Article  Government  Public Square

The wisdom we need on America’s 248th Independence Day

In two years, America will celebrate 250 years of independence. Anniversaries like this are important because they represent significant milestones and are natural opportunities for a shared experience across the nation which are increasingly rare in our fractured culture.

Much like Victory in Europe Day in World World II or the Moon landing, the summer of 2026 will provide a moment of appreciation for the founding principles that propelled the birth of this nation, a time to reflect on America’s place in the world after two and a half centuries of existence, and a natural period to dream about the direction of this grand American experiment. Studies and survey results reveal how desperately we need a moment of national unity.

Reflecting on our current moment 

Religious affiliation and church attendance are dropping. College-aged individuals are dealing with record high rates of anxiety and unhappiness. Americans have consistently registered dissatisfaction with the direction of the country for years now and are fearful that the future will be worse for coming generations. Even the phrase “proud to be an American” has a record low number of people who strongly identify with that sentiment. Those perspectives are certainly understandable as we take stock of our current moment marking America’s 248th Independence Day.

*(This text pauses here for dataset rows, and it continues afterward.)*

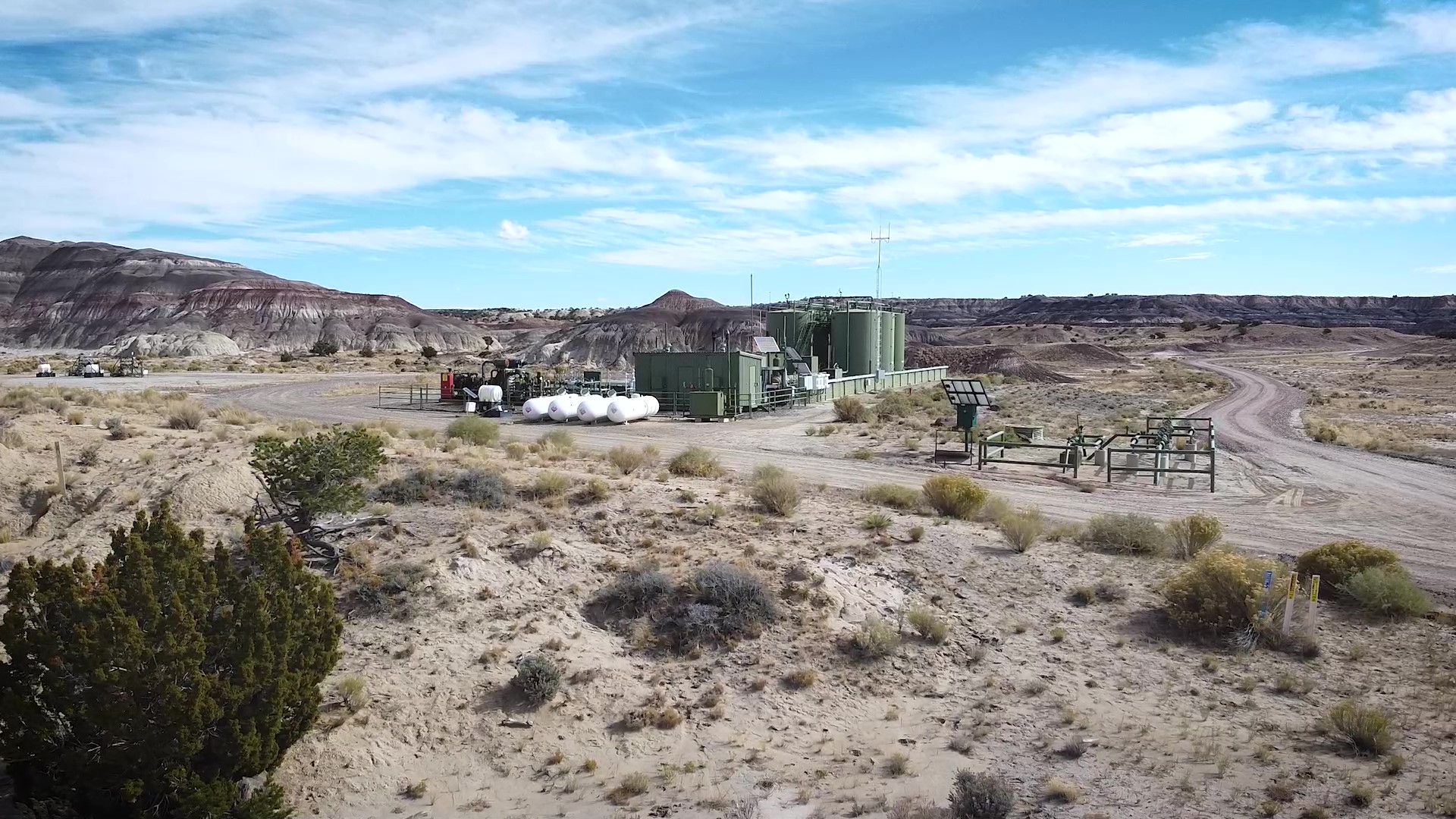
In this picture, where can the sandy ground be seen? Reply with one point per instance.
(1277, 490)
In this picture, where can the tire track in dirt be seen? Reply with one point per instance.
(1279, 491)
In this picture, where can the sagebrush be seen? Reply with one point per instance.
(156, 719)
(695, 463)
(1216, 594)
(954, 496)
(775, 490)
(1335, 563)
(1125, 534)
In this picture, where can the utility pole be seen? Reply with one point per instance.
(880, 243)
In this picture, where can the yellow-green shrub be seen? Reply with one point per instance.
(1388, 591)
(1335, 563)
(954, 496)
(775, 490)
(1194, 534)
(1215, 594)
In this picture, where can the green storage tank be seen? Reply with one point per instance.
(854, 337)
(887, 340)
(788, 328)
(900, 341)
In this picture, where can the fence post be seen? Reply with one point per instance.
(1312, 618)
(1289, 604)
(60, 471)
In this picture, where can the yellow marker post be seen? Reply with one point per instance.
(1312, 615)
(1289, 604)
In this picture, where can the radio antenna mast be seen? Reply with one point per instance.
(880, 242)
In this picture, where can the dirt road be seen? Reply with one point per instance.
(1277, 490)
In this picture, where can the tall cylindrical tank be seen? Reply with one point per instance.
(536, 409)
(887, 340)
(564, 407)
(592, 409)
(854, 334)
(786, 325)
(900, 341)
(623, 410)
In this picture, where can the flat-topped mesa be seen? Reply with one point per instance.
(91, 295)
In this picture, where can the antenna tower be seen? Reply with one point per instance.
(880, 242)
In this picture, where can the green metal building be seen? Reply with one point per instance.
(672, 378)
(855, 337)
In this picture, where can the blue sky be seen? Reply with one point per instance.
(582, 153)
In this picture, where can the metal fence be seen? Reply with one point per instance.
(856, 385)
(414, 397)
(1001, 447)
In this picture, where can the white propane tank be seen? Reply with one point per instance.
(592, 409)
(623, 410)
(536, 409)
(564, 407)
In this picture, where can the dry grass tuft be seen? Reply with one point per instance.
(801, 678)
(187, 416)
(775, 488)
(894, 496)
(1363, 727)
(874, 640)
(1125, 534)
(631, 786)
(1021, 529)
(1194, 534)
(548, 485)
(851, 410)
(351, 692)
(695, 463)
(928, 626)
(1062, 790)
(475, 430)
(1388, 591)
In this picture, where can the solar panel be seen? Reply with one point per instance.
(965, 392)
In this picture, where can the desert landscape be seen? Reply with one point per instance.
(522, 629)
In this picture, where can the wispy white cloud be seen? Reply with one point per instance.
(267, 243)
(1164, 240)
(1062, 91)
(15, 105)
(513, 232)
(739, 248)
(237, 115)
(53, 19)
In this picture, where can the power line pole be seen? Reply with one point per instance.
(880, 243)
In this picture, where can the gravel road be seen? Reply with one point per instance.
(1277, 490)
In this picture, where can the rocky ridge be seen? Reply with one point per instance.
(89, 295)
(1405, 314)
(676, 321)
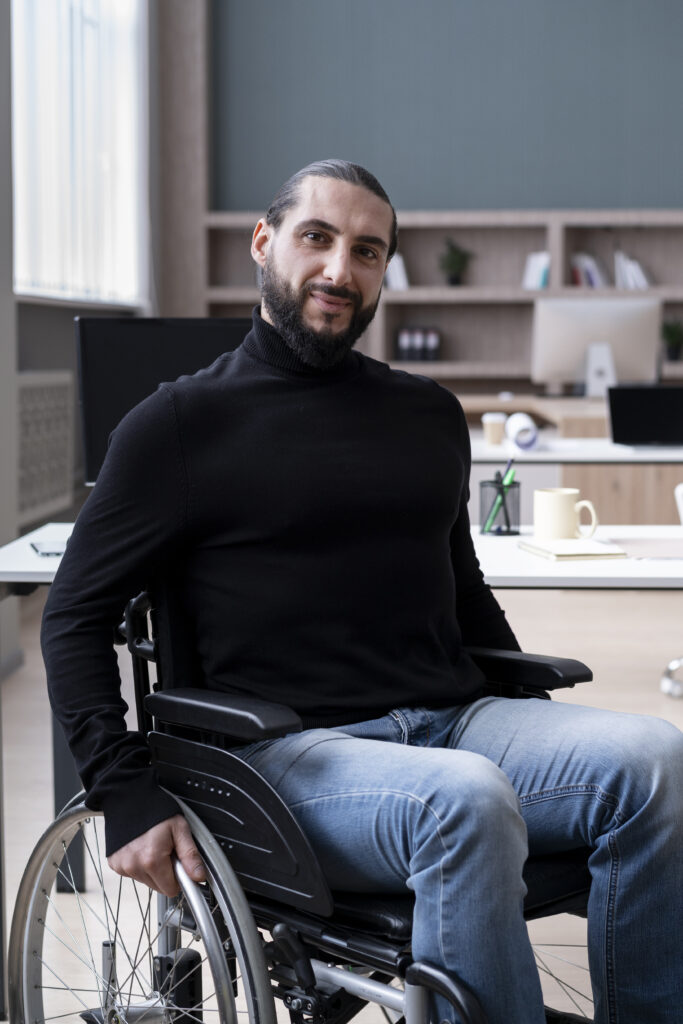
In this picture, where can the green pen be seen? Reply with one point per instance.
(508, 477)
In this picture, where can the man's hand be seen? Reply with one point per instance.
(147, 858)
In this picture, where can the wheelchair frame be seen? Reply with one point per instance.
(328, 955)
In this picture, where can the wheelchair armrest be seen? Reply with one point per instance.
(530, 672)
(226, 714)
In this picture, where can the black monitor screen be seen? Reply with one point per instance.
(646, 415)
(123, 359)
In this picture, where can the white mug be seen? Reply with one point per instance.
(494, 427)
(557, 514)
(521, 430)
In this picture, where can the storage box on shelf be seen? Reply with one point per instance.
(484, 324)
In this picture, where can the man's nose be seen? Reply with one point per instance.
(338, 266)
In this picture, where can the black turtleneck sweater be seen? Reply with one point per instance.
(321, 520)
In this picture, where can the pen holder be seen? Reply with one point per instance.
(499, 508)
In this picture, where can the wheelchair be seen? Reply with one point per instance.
(264, 930)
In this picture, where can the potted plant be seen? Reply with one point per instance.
(453, 261)
(672, 332)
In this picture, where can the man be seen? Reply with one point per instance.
(317, 502)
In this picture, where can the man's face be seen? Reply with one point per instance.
(324, 266)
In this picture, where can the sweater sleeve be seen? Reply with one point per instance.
(132, 524)
(480, 617)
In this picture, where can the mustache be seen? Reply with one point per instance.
(336, 292)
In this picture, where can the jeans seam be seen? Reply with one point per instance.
(302, 754)
(610, 971)
(398, 717)
(556, 793)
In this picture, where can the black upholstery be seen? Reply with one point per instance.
(263, 841)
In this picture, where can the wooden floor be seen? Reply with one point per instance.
(627, 637)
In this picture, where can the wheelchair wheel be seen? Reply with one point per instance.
(92, 946)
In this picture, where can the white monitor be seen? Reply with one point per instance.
(595, 342)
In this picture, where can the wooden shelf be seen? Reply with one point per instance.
(454, 295)
(459, 370)
(484, 324)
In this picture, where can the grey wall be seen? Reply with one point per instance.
(453, 103)
(9, 650)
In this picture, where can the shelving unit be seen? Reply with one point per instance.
(485, 324)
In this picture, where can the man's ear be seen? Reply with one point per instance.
(260, 242)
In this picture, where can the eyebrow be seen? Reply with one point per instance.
(370, 240)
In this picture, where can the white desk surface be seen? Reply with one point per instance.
(505, 564)
(18, 561)
(552, 449)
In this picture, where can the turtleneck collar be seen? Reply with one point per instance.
(264, 343)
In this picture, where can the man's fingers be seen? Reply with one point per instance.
(185, 850)
(147, 858)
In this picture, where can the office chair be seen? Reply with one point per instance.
(669, 684)
(265, 925)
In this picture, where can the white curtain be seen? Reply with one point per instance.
(80, 150)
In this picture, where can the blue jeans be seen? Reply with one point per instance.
(450, 802)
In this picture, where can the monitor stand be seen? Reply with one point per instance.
(600, 373)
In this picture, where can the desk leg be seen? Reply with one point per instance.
(67, 783)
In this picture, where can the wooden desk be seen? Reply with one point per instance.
(570, 417)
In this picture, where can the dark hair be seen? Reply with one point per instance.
(343, 170)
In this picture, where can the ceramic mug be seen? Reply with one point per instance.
(557, 514)
(494, 427)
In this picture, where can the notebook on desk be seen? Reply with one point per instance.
(646, 414)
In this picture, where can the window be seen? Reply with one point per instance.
(80, 150)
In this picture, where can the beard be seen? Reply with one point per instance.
(322, 349)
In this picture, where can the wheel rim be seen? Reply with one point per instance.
(99, 955)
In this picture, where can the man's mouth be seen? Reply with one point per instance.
(330, 303)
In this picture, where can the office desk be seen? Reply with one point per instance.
(20, 571)
(505, 564)
(626, 484)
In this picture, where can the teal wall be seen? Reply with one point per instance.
(453, 103)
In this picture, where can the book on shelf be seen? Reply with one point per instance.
(537, 270)
(571, 548)
(396, 275)
(588, 271)
(629, 273)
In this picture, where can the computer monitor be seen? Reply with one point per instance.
(123, 359)
(595, 342)
(646, 414)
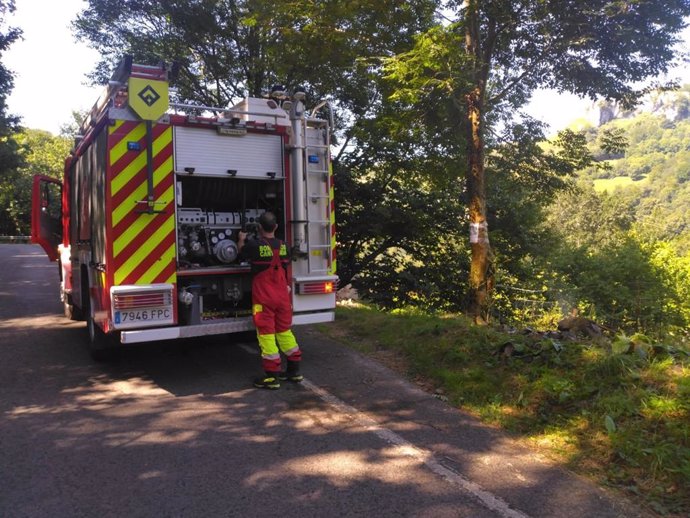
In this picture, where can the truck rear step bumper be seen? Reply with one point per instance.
(216, 328)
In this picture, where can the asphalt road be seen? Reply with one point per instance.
(175, 429)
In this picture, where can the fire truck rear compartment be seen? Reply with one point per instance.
(214, 282)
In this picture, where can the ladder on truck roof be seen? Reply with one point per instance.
(317, 179)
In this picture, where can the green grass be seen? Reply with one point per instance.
(619, 182)
(622, 419)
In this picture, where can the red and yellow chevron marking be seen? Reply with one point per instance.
(331, 200)
(143, 245)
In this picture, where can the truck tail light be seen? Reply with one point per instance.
(315, 287)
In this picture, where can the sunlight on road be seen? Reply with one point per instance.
(37, 321)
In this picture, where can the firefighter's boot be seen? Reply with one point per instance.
(291, 373)
(268, 381)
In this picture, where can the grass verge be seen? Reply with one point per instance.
(619, 416)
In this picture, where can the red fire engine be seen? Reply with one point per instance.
(145, 223)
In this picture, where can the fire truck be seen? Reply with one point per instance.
(145, 224)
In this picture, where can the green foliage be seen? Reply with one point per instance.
(41, 153)
(617, 415)
(10, 159)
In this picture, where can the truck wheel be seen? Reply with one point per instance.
(71, 311)
(99, 346)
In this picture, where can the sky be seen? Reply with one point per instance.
(51, 70)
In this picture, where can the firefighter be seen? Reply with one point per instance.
(271, 306)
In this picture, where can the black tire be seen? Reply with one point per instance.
(71, 311)
(99, 345)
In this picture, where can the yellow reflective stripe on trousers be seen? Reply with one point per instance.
(268, 346)
(287, 342)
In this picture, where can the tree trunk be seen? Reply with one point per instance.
(481, 281)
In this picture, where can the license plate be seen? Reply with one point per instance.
(143, 315)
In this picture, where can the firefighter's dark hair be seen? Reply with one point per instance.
(268, 221)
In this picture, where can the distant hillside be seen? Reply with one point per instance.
(654, 172)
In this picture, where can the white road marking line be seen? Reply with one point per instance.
(489, 500)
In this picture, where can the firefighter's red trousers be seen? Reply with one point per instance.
(272, 313)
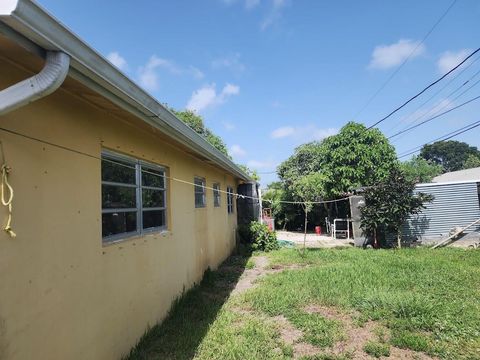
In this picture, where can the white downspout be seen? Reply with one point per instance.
(36, 87)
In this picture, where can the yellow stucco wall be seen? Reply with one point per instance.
(63, 295)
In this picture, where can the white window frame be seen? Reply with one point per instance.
(230, 205)
(139, 166)
(217, 199)
(203, 192)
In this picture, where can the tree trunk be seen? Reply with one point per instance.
(305, 231)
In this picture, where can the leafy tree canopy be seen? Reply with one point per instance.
(354, 157)
(471, 162)
(419, 170)
(195, 121)
(452, 155)
(389, 204)
(252, 173)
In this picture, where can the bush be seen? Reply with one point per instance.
(263, 238)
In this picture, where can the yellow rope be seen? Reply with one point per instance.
(5, 171)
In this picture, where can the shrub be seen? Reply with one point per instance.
(263, 238)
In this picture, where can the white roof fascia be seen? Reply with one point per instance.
(89, 67)
(447, 183)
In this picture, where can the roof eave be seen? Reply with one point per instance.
(90, 68)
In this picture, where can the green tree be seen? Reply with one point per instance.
(308, 189)
(419, 170)
(252, 173)
(471, 162)
(274, 198)
(388, 205)
(354, 157)
(452, 155)
(195, 122)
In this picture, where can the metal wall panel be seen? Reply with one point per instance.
(455, 204)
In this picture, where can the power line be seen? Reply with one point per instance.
(434, 117)
(425, 89)
(443, 138)
(439, 91)
(445, 105)
(405, 61)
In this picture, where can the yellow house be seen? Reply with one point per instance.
(109, 226)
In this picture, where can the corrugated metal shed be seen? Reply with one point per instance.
(472, 174)
(455, 204)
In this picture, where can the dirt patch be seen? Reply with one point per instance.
(288, 333)
(305, 349)
(357, 336)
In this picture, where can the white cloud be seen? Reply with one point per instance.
(449, 59)
(116, 59)
(207, 96)
(274, 14)
(228, 125)
(237, 151)
(387, 56)
(231, 62)
(148, 75)
(196, 73)
(282, 132)
(303, 133)
(261, 164)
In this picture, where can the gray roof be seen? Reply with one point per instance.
(472, 174)
(28, 24)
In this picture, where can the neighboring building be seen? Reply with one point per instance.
(472, 174)
(107, 235)
(455, 204)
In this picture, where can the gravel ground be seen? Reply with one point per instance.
(313, 240)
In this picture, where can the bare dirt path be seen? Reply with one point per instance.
(313, 240)
(355, 336)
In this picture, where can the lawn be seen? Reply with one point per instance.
(329, 304)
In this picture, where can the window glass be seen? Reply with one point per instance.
(133, 197)
(118, 197)
(153, 219)
(153, 198)
(200, 192)
(230, 206)
(216, 195)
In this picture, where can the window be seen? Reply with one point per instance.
(216, 194)
(133, 197)
(200, 195)
(230, 207)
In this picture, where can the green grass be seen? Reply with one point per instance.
(425, 300)
(430, 299)
(376, 349)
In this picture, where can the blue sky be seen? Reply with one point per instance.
(269, 75)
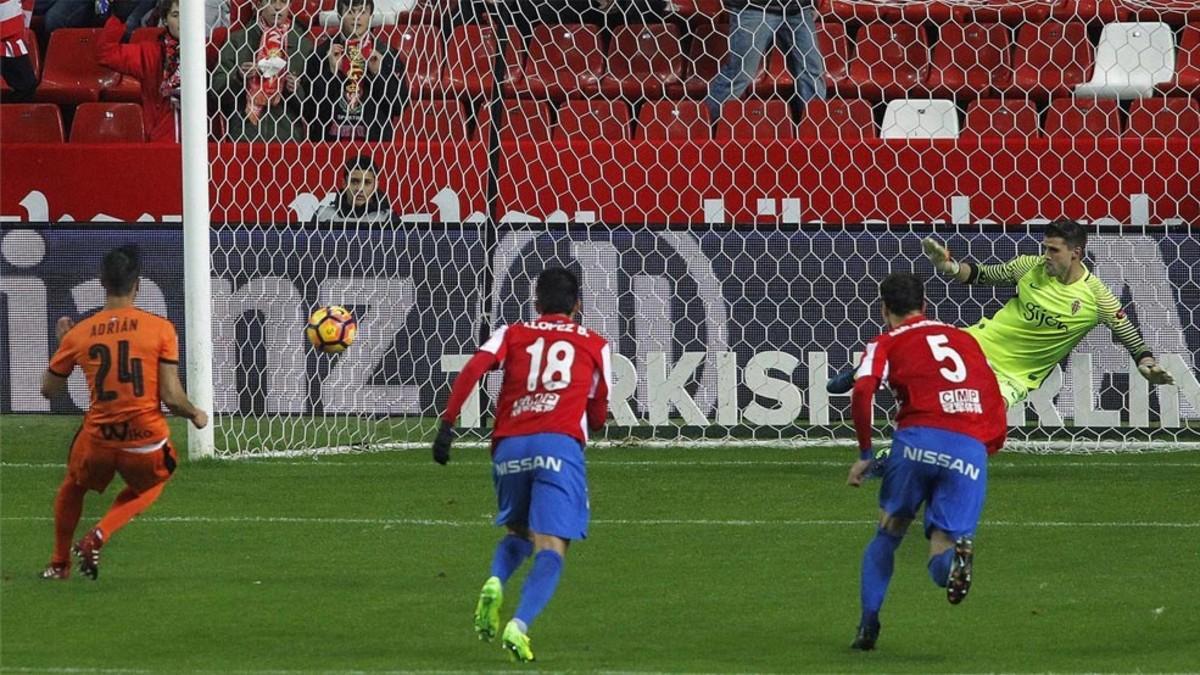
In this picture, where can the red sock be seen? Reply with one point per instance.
(67, 509)
(127, 505)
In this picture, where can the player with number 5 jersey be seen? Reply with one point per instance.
(952, 417)
(557, 378)
(131, 360)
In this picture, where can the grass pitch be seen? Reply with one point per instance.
(714, 560)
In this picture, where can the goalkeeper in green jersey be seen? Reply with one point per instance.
(1057, 303)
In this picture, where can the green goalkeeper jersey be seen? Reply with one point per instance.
(1039, 326)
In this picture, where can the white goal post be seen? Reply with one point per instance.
(731, 254)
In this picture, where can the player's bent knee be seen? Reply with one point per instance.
(550, 542)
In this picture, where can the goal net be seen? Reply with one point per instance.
(731, 185)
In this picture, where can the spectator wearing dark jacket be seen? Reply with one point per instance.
(355, 83)
(155, 64)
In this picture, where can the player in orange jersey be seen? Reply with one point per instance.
(131, 359)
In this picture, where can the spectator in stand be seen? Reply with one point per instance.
(259, 70)
(216, 15)
(360, 198)
(155, 64)
(355, 83)
(754, 27)
(16, 66)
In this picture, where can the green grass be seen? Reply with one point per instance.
(709, 560)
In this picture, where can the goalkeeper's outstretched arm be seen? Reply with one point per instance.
(1003, 274)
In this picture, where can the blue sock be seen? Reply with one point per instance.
(940, 567)
(510, 553)
(877, 563)
(547, 567)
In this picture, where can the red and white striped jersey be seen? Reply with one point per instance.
(15, 16)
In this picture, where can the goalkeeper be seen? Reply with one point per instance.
(1057, 303)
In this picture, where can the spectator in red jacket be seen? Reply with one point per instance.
(156, 64)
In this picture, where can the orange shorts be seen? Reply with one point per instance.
(93, 464)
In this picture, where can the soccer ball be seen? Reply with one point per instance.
(331, 329)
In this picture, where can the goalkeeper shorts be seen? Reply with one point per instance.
(1012, 389)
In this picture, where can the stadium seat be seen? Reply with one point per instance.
(1050, 59)
(108, 123)
(645, 61)
(1007, 11)
(523, 120)
(838, 119)
(1131, 60)
(1187, 61)
(673, 120)
(469, 59)
(743, 119)
(1164, 118)
(970, 59)
(595, 119)
(564, 61)
(423, 49)
(438, 121)
(35, 59)
(1001, 118)
(72, 73)
(1103, 11)
(919, 118)
(891, 59)
(30, 123)
(1083, 118)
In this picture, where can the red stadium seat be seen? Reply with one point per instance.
(1001, 118)
(1008, 11)
(645, 61)
(72, 73)
(523, 120)
(673, 120)
(838, 119)
(565, 61)
(469, 55)
(709, 47)
(891, 59)
(30, 123)
(970, 59)
(35, 59)
(597, 119)
(1164, 118)
(1083, 118)
(423, 51)
(438, 121)
(1050, 59)
(108, 123)
(755, 119)
(1187, 60)
(1104, 11)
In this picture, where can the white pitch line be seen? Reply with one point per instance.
(642, 521)
(652, 464)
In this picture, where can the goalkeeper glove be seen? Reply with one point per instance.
(442, 443)
(940, 256)
(1153, 372)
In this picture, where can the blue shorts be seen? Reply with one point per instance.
(541, 483)
(943, 470)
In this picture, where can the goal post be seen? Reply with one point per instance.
(197, 250)
(731, 251)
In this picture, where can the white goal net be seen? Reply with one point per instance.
(731, 183)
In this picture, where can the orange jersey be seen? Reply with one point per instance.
(120, 351)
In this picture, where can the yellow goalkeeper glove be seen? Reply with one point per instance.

Just last week, we witnessed a presidential debate that may very well have been the low point of American political discourse. It was a discouraging spectacle that seemed more rooted in the past than what is to come. Viewers were rightly left asking a number of questions. Among them:

  • Where is the vision for America’s next four years?
  • How will America meet the growing challenges at home and abroad?
  • Does anyone want to carry the mantle of champion for the right to life?
  • Is this the best leadership we have?

The moment confirmed why polls in the spring had upwards of 70% of Americans saying they did not want a repeat of the 2020 election.

As discouraging as the debate was, it also revealed something more alarming: Our current president was in a clearly diminished state. Whether temporary or routine, the fact that it was so plainly on display for all Americans has understandably caused waves in the political world. 

But my thoughts went elsewhere, to something more immediate than the November election. Is this affecting the day-to-day governance of our nation, particularly the national security of America? Our allies watched that performance. So did our enemies. That should trouble all of us.

The White House sought to reassure the public by asserting the president is alert and “dependably engaged” between the hours of 10 a.m.– 4 p.m. This was stated as if China would only consider attacking Taiwan inside that window or that terrorists would never conceive of an early-morning or late-night attack on U.S. soil.

The demands of the presidency

Everyone understands the role of president of the United States is massive and consequential. The office itself is much more powerful than our Founders envisioned. The far-reaching powers of the administrative state it currently helms were nearly unimaginable 250 years ago (though, on June 28, 2024, the Supreme Court thankfully took a significant step in reining it in by striking down Chevron deference in its Loper decision). 

The issues before the president can be matters of life or death. That individual has the ability to sway markets with one tweet or command the attention of the world with one speech. To think that the state President Biden was in last Thursday night––a state that too many of us have seen with aging loved ones—might even be an occasional reality inside the White House stirs mixed emotions of sadness, empathy, and frustration.

Looking to history, a few examples are worth examining, though none are directly analogous to our current moment. 

  • President Woodrow Wilson was incapacitated with a stroke in the fall of 1919. One report characterizes the conclusion of his term as a “bedside government,” raising significant constitutional questions. 
  • In 1968, President Lyndon Johnson, who presided over multiple achievements in his time as chief executive, decided against seeking a second term because of deep unpopularity, despite it being well into an election year. 
  • More recently, President Ronald Reagan, after a tenure of immense significance for the country, revealed an Alzheimer’s diagnosis to the nation in 1994, several years after leaving office. 

Obviously, the presidency wears an individual down. It is taxing, no matter the day or situation. Citizens have the expectation that individuals in that role will be able to endure or, should that not be the case, step aside. News reports suggest this is the conversation being had at 1600 Pennsylvania Avenue.

As Christians, we, of course, turn to Scripture. We are advised against putting our trust in princes or presidents, for our joy and hope come from the Lord (Ps. 146:3-5). Yet, even as we live with the certainty of that truth, we are told to pray for all those in authority (1 Tim. 2:1-2), even those with whom we disagree, those we intend to vote against, or those (like Caesar) who persecute us. We must be mindful of those verses at all times and ask for the kind of “pure” wisdom that comes from above (James 3). That is the kind of wisdom needed in the White House, for anyone seeking to lead our nation, and for us as we process the events of the moment.